Jason Kidd might be a good coach, but it’s becoming more likely that he’s simply not the right coach for the Bucks. We hypothesized as much back in May, and the question about Kidd’s value to the Bucks (and to Giannis) is being discussed far beyond just Milwaukee. Now, his seat has gone from room temperature to scalding hot in a matter of weeks.

Of course, if you fire Jason Kidd now, the likely outcome is that one of his assistants (probably Joe Prunty) takes over, and very little actually changes. Or, you clean house entirely in November, and put any incoming staff in an untenable position: either install your system on the fly during the season (and probably lose), or work with the current team on something bland and easy until the summer (and probably lose).
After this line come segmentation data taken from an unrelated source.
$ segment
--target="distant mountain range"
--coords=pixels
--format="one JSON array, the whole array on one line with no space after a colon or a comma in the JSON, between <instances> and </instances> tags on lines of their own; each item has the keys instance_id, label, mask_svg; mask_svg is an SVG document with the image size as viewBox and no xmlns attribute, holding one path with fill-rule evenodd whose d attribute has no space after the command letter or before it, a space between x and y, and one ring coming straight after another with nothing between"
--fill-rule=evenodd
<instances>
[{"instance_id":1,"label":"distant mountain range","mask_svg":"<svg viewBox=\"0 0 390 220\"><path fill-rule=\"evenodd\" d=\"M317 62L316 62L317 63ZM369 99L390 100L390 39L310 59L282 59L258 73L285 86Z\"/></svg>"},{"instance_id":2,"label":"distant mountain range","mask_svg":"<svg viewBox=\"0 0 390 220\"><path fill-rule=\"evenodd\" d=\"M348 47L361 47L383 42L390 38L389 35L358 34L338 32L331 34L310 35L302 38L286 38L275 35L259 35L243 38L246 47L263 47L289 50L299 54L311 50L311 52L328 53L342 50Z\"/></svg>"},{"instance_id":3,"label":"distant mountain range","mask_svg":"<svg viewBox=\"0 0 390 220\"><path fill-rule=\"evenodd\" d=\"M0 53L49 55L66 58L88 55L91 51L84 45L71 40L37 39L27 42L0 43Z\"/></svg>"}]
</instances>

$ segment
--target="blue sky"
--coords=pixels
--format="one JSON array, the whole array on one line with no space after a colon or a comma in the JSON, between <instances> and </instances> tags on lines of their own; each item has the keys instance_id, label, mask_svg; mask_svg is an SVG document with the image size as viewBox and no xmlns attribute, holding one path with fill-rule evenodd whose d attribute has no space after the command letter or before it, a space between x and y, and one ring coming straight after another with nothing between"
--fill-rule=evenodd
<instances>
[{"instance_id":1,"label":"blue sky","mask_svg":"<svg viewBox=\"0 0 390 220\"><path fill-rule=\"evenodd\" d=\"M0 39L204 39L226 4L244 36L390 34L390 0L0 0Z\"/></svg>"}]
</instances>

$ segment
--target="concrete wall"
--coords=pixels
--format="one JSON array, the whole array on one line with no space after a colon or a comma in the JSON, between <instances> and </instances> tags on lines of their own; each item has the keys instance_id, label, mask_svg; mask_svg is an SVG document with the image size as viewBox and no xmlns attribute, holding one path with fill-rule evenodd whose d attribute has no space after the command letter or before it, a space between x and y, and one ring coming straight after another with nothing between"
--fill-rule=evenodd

If you needed to know my opinion, on whether I would decline addressing talent, the scheme, or coaching (in favor of improving the other two now), my choices would be to focus on talent and the scheme. The former because we need more players that are capable of imposing their will on the game rather than the other way around, and the latter because I value Jason Kidd’s player development talents (and would rather any wholesale changes happen in the summer, when they’re more likely to be successfully implemented).

But that’s enough from me. What do you think? Where are the Bucks’ largest opportunities to improve? What do they need to do now to save the season, or is the season even in jeopardy? Let us know in the comments and on Twitter, and hopefully this running conversation can give way to the Bucks returning to their winning ways.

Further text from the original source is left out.